When tricycling this morning in my usual solitary manner about our recently cleansed subterranean garage floor, and while reflecting as is my wont upon life in general, it occurred to me that it is all about circles. While you may think this spiral image was propelled by the repetitive act of orbiting the garage to fulfil my daily Olympic zeal of 30 minutes back and forth, the intellectual nutrition – granted not a great less humdrum by any account – was instead derived from other sources within my ambling and unbiased thoughts.
Years ago while studying Philosophy at Glendon Hall I saw the movie The Magus with a prep school colleague at the Toronto-Dominion Centre. We attended the movie on a gloomy Saturday afternoon in November. As we were in the financial district the normally frantic streets were void of traffic. The huge theatre was near empty.
The Magus is a 1968 British mystery film directed by Guy Green and starring Michael Caine (who said it was one of the worst films he had been in because nobody knew what it was about), Anthony Quinn, Candice Bergen and Anna Karina. The screenplay was written by John Fowles based on his 1965 novel of the same name.
Plot: Eventually, Nicholas (the lead actor who stumbles on Conchis, a wealthy Greek recluse) realises that the psychological games are re-enactments of the Nazi occupation and Conchis is suspected of having collaborated with the Nazis during World War II.
It is reported that when Peter Sellers was asked whether he would make changes in his life if he had the opportunity to do it all over again, he jokingly replied, “I would do everything exactly the same except I wouldn’t see The Magus.” My sentiments are similar. But what I more favourably recall of the film is the theme that we must leave what we know to discover whence we have come.
All my life I have been leaving places then returning to them. I would be reluctant to assert that I have ever maintained one domain in particular (as much as I cautiously hope the present is the last). As a child it involved moving in tow with my diplomat father as he and my mother skipped across oceans and about the planet. Going to and from boarding school at holidays and during the summer meant both curricular and circular alterations. Then followed the holiday cycloidal changes at undergraduate university (home and back), later law school in another province (Nova Scotia to Ontario), then articling in one city (Ottawa) and bar admission in another (Toronto). And even when at last settled in one town in the country to work for 40 years, I moved between three houses and two apartments on both sides of the river.
Yet overall I have returned to the same place, completing the circle. I am optimistically hopeful never having to recycle hereafter. Movement involves struggle which at my age and declension is taxing. The only family I have is predominantly within shouting distance (though once my family was 6,000 Kms away). The only friends I have remaining are similarly located (though they too have circled the globe).
Meanwhile I am discovering that apart from the physical aspect of cycling (bouncing to and from the identical point), my psychological bent is similarly inclined. The extraordinary feature of completing a circle is the inherent complication of erasing one’s prior indicia or experience. In effect the return to the point of commencement is a dilution or evaporation of what previously existed.
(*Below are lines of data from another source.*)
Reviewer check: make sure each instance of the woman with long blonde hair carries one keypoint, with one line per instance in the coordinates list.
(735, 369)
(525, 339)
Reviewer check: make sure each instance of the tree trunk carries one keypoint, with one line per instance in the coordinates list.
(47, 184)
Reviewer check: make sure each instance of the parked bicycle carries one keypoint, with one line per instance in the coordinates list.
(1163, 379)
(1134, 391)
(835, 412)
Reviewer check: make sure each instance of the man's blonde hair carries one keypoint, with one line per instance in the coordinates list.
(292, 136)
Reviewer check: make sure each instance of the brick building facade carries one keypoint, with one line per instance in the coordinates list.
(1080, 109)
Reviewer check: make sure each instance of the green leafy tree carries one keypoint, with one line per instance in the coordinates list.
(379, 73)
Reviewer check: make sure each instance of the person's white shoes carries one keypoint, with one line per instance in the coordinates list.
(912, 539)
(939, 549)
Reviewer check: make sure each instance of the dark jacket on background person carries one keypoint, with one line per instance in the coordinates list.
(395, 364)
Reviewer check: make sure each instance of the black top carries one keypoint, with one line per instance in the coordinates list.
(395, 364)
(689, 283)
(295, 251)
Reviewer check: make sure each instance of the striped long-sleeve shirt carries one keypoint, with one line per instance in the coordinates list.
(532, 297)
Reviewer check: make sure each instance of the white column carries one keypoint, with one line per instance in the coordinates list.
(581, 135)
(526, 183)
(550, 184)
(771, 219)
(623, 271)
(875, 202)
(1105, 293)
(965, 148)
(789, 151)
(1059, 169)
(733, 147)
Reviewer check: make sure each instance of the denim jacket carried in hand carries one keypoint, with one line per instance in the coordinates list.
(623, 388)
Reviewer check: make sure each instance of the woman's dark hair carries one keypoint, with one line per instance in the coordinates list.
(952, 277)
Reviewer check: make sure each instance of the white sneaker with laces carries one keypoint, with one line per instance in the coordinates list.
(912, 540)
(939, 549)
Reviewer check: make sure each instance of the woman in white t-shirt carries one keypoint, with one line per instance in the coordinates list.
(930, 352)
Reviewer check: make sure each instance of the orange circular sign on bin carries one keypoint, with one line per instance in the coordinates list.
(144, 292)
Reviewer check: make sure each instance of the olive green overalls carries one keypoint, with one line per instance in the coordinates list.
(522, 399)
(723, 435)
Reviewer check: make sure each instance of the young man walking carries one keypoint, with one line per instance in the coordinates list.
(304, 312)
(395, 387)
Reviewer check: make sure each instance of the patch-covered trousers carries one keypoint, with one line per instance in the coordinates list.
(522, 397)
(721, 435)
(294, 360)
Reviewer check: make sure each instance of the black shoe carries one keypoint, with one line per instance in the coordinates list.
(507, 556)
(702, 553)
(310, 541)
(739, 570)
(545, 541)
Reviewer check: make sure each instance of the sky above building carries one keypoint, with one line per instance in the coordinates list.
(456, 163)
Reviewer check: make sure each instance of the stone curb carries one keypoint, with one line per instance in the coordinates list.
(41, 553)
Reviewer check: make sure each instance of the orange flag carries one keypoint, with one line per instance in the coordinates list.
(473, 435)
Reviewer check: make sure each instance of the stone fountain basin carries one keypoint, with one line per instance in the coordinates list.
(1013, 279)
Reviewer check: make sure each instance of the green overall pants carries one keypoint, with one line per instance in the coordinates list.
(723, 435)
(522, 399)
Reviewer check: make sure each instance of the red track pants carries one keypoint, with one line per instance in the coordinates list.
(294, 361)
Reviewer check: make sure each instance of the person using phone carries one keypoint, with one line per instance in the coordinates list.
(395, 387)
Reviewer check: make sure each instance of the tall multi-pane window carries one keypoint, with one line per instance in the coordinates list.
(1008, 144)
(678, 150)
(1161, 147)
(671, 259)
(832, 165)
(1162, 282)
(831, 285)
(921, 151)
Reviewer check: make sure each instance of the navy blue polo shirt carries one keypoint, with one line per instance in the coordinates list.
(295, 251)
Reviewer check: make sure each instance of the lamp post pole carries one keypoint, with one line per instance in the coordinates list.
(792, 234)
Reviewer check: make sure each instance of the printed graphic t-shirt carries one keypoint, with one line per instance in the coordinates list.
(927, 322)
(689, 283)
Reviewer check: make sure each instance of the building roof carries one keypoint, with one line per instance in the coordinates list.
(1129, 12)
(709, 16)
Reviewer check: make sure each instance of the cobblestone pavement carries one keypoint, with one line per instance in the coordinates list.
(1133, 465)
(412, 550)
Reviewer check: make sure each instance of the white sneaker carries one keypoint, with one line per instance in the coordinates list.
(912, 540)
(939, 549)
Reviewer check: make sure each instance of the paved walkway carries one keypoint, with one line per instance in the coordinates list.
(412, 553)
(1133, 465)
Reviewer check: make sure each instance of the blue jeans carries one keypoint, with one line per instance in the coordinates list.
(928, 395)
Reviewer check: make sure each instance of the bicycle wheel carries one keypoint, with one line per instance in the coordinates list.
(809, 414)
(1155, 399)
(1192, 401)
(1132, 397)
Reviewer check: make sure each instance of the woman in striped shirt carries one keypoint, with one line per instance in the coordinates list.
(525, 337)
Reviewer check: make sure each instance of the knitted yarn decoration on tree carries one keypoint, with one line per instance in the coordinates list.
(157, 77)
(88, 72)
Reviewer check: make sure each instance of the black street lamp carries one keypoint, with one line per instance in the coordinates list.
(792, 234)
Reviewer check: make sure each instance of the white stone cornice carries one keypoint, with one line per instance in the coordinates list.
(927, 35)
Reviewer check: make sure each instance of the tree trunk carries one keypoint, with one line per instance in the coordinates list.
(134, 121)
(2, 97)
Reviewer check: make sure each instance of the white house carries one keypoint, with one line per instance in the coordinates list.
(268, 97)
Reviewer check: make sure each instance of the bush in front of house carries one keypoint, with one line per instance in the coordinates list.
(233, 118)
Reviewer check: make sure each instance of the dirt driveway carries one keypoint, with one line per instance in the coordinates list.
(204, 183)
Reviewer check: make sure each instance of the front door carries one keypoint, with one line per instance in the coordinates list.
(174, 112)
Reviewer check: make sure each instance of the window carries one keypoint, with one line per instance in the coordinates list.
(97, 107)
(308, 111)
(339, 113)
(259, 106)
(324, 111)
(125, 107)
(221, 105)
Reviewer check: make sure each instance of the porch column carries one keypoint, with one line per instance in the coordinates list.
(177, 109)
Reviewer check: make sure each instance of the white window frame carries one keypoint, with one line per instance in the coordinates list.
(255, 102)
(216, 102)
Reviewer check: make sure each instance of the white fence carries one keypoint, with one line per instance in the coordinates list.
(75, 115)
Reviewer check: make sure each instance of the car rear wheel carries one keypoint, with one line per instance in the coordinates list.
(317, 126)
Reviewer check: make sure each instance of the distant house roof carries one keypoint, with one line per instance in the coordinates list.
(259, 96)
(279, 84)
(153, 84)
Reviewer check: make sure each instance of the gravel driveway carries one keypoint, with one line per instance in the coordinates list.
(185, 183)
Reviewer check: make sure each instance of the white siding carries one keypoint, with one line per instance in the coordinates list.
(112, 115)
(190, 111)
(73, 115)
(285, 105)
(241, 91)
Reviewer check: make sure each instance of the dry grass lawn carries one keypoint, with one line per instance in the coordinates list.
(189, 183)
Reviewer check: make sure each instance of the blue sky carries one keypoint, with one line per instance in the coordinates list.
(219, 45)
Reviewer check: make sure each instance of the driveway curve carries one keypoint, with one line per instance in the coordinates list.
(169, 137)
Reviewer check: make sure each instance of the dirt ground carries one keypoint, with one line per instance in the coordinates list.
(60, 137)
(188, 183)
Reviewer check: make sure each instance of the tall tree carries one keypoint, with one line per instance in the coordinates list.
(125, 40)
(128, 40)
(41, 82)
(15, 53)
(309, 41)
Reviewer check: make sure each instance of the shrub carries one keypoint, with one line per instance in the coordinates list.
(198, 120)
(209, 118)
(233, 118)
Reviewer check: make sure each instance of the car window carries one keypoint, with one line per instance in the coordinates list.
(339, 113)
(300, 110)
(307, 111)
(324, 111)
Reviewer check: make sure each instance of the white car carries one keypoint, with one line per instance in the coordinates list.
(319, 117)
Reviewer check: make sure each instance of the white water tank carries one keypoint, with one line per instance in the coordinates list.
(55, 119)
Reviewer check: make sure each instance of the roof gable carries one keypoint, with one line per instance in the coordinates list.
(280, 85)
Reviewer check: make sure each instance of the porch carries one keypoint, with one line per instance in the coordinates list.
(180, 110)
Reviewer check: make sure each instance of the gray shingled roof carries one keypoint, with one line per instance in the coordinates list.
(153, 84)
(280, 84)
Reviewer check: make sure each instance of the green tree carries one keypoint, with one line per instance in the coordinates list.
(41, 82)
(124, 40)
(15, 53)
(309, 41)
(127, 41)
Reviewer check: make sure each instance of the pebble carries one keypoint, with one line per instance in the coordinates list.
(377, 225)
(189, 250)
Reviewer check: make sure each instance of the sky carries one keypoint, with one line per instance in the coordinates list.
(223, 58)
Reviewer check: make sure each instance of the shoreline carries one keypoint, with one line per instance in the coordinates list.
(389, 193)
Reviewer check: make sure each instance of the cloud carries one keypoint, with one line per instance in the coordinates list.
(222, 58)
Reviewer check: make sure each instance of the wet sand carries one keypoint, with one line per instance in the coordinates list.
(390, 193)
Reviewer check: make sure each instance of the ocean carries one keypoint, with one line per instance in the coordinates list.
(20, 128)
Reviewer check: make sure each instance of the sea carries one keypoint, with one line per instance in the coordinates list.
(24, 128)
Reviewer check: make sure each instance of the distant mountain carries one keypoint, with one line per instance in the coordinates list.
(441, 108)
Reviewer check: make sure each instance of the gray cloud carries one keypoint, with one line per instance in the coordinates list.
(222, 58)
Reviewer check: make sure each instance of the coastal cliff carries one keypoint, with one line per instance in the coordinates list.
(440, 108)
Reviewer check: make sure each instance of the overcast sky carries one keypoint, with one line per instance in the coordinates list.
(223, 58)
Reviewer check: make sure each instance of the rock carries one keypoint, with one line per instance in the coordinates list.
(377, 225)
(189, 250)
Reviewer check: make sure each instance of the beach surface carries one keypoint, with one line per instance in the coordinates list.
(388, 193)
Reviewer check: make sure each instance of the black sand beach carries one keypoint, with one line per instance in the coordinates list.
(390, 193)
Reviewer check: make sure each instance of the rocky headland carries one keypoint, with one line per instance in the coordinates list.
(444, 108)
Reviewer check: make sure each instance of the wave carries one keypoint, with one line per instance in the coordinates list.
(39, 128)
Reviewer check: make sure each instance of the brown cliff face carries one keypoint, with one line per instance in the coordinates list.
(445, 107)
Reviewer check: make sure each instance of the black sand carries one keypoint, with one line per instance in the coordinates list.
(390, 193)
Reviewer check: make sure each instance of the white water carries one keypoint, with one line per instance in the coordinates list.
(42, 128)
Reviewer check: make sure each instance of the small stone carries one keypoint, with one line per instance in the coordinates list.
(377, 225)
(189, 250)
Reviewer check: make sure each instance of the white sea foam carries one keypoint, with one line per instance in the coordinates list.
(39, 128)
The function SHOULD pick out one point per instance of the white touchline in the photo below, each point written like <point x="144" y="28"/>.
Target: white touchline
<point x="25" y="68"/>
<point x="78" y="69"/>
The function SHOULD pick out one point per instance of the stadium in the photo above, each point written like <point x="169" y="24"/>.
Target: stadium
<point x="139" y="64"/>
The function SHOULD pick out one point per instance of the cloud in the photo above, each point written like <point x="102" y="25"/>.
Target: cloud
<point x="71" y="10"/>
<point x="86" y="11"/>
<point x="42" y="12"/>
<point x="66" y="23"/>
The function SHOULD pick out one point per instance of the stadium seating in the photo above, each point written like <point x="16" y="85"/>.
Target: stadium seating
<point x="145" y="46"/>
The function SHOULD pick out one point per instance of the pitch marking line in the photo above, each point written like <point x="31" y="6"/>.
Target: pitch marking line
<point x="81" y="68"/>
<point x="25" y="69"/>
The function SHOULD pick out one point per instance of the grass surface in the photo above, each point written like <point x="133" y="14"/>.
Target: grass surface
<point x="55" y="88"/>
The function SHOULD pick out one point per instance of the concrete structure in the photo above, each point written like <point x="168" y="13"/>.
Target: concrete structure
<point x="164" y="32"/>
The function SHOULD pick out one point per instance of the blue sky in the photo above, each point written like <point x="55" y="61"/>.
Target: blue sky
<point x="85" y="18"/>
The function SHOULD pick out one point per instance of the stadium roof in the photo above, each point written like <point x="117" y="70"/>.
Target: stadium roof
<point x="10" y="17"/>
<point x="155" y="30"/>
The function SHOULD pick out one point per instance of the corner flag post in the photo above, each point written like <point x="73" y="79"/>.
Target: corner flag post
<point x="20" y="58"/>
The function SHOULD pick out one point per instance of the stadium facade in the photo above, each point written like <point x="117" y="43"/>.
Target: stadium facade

This is of course a natural consequence of circular mobility; that is, the view changes as the cycle repeats (but not completely without the influence of the other).
In the process of completing a circle there is critical transformation; viz., elimination, evaporation or reconsideration. Call it what you will, there is change. And while change is “as the saying goes “ a good thing, it predicts the curious by-product of return to one’s initial perceptions and predominant psyche, one’s inner persona or subconscious mind. Now while I acknowledge this is getting spookily close to the melodramatics of The Magus, the intention is nothing more overt than acceptance that whatever we are will never change, that we are (as some have tragically opined) compelled to “travel the suburbs of our own mind” incapable to board a ship to take us away from ourselves. The less miserable though more fortuitous rendition of the adage is that we trim the sails of our craft, that we change course and embrace a wind from another direction, that we abandon the erstwhile objective and instead are homebound. Resilience I have found comes from trusting one’s instincts and being satisfied with the result notwithstanding whatever turmoil may hover about In its own superfluous and supercilious circles.